Singer. La dernière lettre 

Je veux vous parler de ma dernière aventure.

Il y a eu une nuit surtout où j’ai dérivé dans un espace inconnu.
Ce qui est bouleversant c’est que quand tout est détruit, quand il n’y a plus rien, mais vraiment plus rien, il n’y a pas la mort et le vide comme on le croirait, pas du tout. Je vous le jure.
Quand il n’y a plus rien, il n’y a que l’Amour. Il n’y a plus que l’Amour.
Tous les barrages craquent. C’est la noyade, c’est l’immersion. L’amour n’est pas un sentiment. C’est la substance même de la création.

Je croyais jusqu’alors que l’amour était reliance, qu’il nous reliait les uns aux autres. Mais cela va beaucoup plus loin ! Nous n’avons pas même à être reliés : nous sommes à l’intérieur les uns des autres. C’est cela le mystère. C’est cela le plus grand vertige.

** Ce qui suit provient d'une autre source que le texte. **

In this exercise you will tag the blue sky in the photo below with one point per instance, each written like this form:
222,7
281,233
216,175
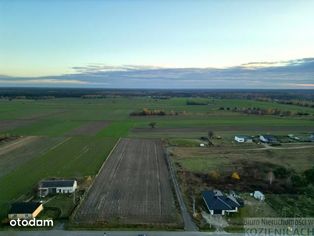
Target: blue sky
43,42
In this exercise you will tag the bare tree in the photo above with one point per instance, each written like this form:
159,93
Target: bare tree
152,124
270,177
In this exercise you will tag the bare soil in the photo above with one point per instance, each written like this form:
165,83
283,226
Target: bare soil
90,128
132,188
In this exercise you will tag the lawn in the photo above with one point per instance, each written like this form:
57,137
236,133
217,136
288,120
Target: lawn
74,158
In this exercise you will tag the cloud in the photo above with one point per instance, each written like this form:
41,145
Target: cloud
266,75
41,81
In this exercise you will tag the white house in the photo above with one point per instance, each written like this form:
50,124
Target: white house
259,195
267,139
25,210
56,186
243,139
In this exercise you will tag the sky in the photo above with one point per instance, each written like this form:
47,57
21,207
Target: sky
164,44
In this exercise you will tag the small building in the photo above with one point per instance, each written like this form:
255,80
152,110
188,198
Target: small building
259,195
268,139
56,186
218,203
25,210
243,139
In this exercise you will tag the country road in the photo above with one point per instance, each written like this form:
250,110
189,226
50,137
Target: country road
108,233
269,147
189,225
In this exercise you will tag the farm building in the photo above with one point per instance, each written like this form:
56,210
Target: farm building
259,195
218,203
268,139
243,139
56,186
25,210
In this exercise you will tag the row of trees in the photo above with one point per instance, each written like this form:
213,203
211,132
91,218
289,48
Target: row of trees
148,112
262,111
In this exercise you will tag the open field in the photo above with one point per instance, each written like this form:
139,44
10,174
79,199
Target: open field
133,187
13,155
71,157
12,124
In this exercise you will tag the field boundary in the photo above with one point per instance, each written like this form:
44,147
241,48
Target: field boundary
88,189
189,225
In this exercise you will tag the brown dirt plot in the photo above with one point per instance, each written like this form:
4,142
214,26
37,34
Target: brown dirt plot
133,187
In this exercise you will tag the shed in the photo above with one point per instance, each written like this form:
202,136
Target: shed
25,210
56,186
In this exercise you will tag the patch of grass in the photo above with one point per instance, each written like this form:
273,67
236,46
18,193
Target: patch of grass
76,157
181,142
288,205
47,128
64,202
116,129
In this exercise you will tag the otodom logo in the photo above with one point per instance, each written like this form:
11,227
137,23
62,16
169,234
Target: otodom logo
31,223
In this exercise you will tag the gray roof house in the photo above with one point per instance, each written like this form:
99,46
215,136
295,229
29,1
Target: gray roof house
46,187
218,203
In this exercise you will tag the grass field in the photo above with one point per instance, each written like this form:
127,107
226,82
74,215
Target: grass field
72,157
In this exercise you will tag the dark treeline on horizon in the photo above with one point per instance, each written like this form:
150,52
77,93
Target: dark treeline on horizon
260,94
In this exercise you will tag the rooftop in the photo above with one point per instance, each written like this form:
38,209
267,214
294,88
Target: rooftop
24,207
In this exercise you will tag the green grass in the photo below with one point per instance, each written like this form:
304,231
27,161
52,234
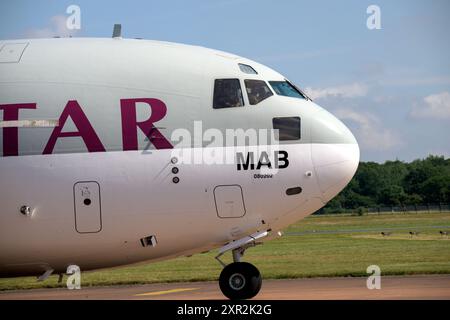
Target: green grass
307,255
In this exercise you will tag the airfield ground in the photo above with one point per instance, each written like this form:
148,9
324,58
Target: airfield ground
318,246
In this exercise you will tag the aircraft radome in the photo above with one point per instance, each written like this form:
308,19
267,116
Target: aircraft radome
117,151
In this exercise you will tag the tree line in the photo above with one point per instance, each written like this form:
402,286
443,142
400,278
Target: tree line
395,183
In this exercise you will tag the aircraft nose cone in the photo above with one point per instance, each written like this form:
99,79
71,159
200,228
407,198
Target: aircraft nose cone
335,154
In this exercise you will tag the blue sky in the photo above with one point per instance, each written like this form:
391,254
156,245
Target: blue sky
390,86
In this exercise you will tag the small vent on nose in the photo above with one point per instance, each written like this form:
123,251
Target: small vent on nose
149,241
292,191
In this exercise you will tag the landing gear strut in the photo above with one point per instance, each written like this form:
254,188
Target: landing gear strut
240,280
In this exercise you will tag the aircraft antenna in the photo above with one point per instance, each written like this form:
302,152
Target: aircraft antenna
117,31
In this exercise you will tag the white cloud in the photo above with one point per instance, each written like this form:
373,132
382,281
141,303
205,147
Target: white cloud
344,91
57,27
434,106
369,131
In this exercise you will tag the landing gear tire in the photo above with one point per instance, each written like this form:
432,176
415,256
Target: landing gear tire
240,280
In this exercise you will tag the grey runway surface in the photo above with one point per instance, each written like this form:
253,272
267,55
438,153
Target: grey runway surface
392,287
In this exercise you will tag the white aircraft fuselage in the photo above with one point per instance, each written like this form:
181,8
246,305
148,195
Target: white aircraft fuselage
92,158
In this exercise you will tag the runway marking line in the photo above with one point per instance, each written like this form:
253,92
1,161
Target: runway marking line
157,293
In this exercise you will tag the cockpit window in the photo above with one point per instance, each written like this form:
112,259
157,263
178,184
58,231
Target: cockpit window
227,94
284,88
288,128
245,68
257,91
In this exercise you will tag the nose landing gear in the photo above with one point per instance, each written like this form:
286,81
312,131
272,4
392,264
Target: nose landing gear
240,280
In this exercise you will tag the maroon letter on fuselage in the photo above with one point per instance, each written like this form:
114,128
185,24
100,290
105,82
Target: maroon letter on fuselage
130,123
83,125
11,134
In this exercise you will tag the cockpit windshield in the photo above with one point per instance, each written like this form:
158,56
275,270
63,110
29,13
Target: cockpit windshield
285,88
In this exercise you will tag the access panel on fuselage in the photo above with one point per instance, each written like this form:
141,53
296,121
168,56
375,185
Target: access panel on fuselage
229,201
88,217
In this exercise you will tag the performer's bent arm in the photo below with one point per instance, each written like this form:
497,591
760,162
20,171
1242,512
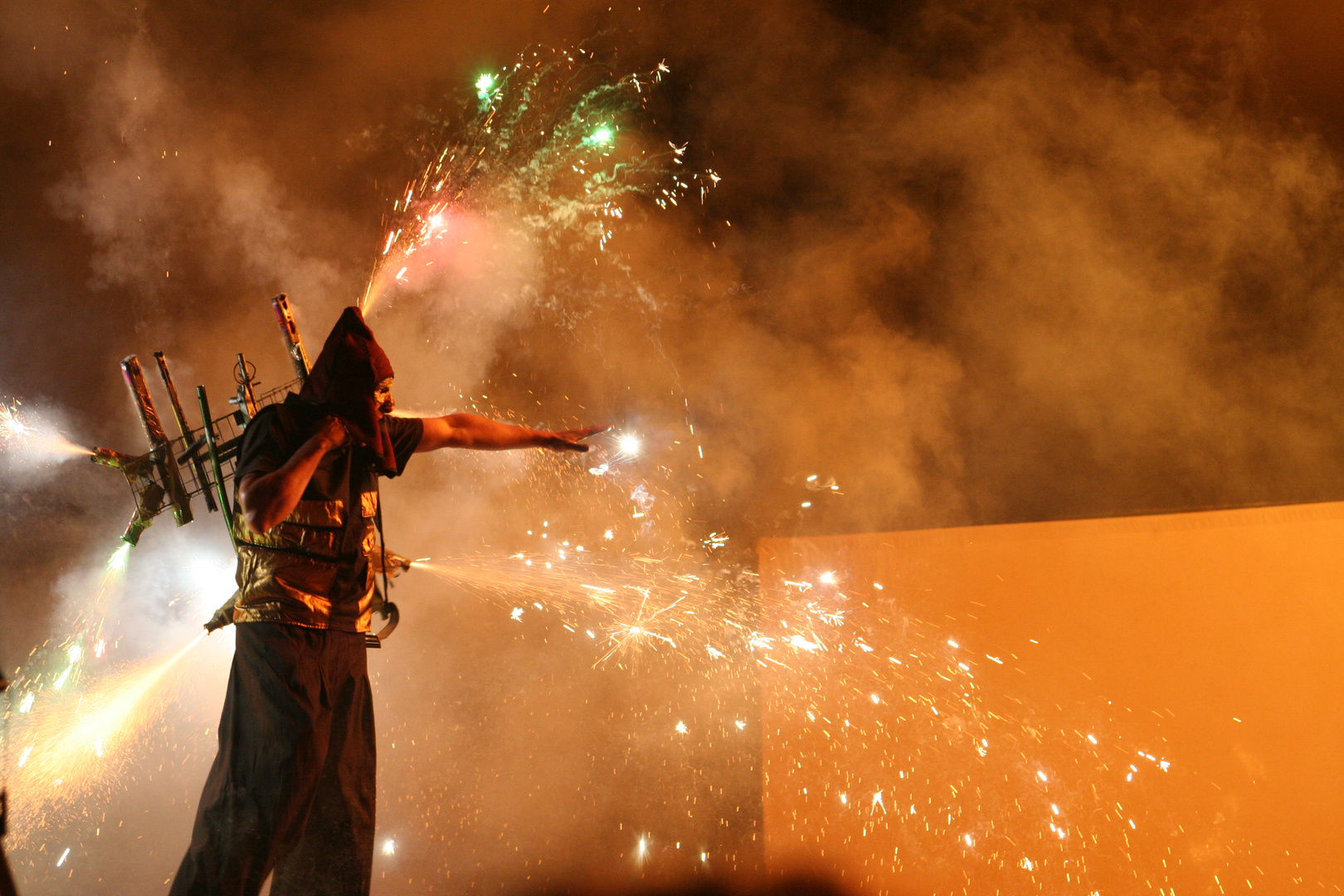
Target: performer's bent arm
472,431
269,497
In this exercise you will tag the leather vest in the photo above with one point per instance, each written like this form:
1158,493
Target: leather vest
288,574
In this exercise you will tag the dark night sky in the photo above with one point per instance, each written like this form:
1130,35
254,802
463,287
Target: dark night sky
854,223
988,261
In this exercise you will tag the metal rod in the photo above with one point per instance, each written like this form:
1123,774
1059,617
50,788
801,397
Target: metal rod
290,332
214,461
182,427
163,451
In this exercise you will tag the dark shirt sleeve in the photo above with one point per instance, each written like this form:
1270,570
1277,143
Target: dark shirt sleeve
265,448
407,433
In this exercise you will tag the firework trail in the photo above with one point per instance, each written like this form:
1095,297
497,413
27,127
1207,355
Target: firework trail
32,440
555,139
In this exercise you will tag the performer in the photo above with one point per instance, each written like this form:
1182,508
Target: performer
292,786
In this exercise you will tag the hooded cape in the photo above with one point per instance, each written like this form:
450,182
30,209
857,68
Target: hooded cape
343,381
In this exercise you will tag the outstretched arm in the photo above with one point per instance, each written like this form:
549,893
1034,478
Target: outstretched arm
481,433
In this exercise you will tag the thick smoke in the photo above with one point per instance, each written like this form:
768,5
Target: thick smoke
969,262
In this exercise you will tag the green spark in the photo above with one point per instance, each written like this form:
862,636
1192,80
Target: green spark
117,562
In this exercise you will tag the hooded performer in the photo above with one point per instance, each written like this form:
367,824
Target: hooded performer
292,786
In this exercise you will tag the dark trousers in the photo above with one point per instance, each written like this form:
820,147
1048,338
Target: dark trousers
292,787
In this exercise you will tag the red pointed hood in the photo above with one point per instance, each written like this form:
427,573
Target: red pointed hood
343,381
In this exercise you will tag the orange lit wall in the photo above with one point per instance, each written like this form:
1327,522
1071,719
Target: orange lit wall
1025,758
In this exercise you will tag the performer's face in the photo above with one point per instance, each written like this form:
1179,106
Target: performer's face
383,397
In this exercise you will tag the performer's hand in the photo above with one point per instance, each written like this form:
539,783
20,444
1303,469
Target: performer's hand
569,440
331,434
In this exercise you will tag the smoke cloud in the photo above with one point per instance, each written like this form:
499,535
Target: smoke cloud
969,262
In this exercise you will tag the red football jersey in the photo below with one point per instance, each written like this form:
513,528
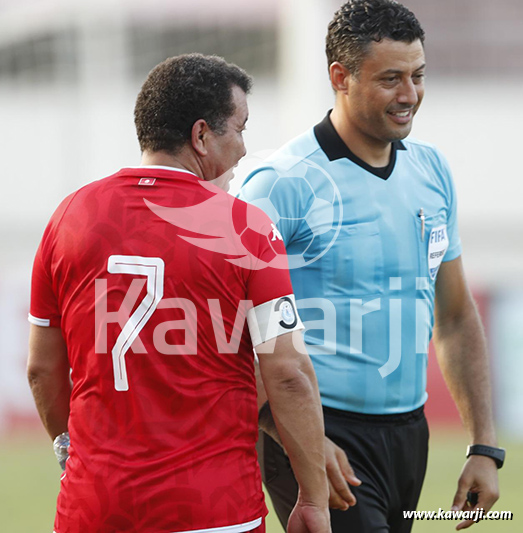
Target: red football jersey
151,275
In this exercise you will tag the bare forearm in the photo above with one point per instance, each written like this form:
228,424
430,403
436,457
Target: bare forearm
462,354
267,424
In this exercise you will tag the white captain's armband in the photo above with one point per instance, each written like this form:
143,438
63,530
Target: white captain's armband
272,319
44,322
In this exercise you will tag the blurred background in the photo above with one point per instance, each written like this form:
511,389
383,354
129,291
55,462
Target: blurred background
69,75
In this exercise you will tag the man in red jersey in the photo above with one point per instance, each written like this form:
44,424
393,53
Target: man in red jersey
149,290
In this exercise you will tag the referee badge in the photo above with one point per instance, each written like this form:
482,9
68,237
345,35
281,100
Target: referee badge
438,244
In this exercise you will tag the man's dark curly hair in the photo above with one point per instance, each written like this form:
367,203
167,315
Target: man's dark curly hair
358,23
181,90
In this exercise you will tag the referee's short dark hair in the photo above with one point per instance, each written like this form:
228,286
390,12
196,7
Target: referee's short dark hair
358,23
181,90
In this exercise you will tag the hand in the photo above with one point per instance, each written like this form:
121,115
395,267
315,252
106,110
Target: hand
339,473
308,518
480,475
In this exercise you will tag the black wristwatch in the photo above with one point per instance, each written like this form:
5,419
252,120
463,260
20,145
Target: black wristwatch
498,454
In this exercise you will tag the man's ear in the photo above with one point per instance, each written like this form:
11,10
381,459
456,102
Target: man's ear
339,76
199,135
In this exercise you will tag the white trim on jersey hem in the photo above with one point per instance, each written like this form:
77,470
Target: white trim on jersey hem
272,319
238,528
44,322
162,167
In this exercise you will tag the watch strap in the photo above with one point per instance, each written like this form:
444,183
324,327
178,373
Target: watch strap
497,454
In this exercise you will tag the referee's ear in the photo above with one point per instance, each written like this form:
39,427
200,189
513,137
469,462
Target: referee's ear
199,136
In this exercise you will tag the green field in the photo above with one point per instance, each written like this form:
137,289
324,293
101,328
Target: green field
29,479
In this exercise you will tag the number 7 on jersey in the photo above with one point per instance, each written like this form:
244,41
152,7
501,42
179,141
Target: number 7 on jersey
153,268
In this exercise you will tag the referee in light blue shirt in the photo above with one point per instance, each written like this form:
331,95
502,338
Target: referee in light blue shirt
369,221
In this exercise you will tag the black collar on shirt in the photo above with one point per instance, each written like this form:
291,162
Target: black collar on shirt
334,147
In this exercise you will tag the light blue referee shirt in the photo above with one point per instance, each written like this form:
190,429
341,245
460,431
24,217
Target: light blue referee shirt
364,247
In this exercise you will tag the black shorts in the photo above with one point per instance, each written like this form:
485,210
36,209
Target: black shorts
387,452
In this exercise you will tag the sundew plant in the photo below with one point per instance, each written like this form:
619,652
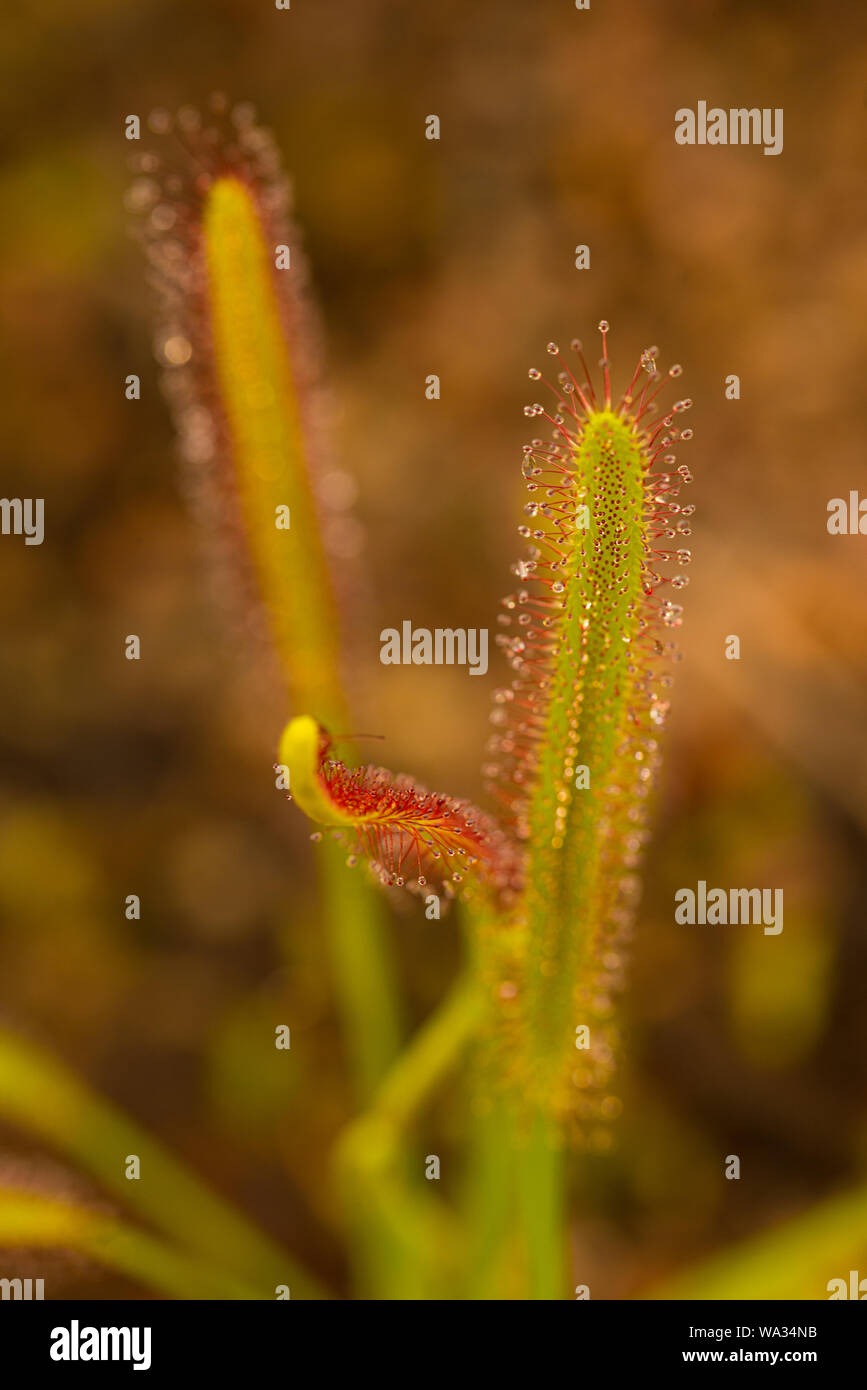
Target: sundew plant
546,879
543,877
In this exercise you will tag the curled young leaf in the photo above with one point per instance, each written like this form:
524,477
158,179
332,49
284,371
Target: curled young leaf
411,837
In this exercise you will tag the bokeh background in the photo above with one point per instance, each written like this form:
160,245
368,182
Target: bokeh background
453,257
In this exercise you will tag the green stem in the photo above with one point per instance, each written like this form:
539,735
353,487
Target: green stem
28,1221
363,970
542,1211
46,1098
407,1240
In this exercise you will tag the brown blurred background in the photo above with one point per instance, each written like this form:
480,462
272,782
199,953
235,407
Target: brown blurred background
452,257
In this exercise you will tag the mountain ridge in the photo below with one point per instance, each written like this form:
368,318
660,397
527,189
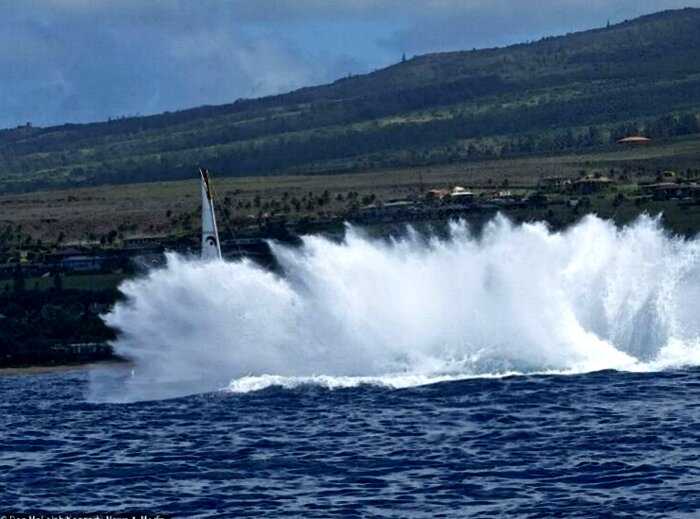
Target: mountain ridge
634,73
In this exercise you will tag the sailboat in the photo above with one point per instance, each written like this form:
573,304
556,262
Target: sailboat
211,246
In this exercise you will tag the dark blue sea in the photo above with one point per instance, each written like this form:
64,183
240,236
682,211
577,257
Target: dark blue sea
606,444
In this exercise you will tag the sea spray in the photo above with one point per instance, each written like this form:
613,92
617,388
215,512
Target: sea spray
414,310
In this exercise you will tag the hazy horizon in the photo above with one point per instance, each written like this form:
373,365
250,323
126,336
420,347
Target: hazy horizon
77,61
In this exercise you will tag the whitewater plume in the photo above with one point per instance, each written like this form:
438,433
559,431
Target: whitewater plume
415,310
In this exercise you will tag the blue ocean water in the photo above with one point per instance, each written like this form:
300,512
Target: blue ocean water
604,444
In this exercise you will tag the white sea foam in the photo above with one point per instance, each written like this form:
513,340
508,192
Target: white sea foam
517,299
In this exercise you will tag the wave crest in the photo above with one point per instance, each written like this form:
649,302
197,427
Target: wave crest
410,311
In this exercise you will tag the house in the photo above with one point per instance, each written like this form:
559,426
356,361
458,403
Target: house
589,185
83,263
634,139
670,190
553,183
461,196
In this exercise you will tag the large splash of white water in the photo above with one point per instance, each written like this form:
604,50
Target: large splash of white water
515,299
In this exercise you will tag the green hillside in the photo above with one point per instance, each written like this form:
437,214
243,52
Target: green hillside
569,93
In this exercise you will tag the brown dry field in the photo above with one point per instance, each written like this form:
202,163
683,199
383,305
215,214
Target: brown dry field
142,209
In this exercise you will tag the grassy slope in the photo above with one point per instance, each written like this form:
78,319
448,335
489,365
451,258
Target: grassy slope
173,207
426,111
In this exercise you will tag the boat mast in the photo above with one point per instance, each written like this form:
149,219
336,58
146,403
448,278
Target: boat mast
211,246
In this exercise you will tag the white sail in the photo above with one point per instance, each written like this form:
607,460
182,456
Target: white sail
211,247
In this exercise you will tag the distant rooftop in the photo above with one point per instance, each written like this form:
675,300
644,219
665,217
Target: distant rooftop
635,139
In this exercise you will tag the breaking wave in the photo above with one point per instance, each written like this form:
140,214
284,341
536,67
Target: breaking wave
413,311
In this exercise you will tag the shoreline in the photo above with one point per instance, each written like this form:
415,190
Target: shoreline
59,368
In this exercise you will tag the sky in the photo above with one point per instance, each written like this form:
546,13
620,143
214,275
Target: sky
90,60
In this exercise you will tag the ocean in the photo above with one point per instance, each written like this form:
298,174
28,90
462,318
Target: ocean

Au fond, je viens seulement vous apporter cette bonne nouvelle : de l’autre côté du pire t’attend l’Amour. Il n’y a en vérité rien à craindre. Oui, c’est la bonne nouvelle.
Avec cette capacité d’aimer – qui s’est agrandie vertigineusement – a grandi la capacité d’accueillir l’amour, cet amour que j’ai accueilli, que j’ai recueilli de tous mes proches, de mes amis.
Une vague. Une vague immense. Tous ont osé aimer, sont entrés dans cette audace d’amour.
Alors, ami-es, entendez ces mots que je vous dis là comme un grand appel à être vivants, à être dans la joie et à aimer immodérément. Tout est mystère.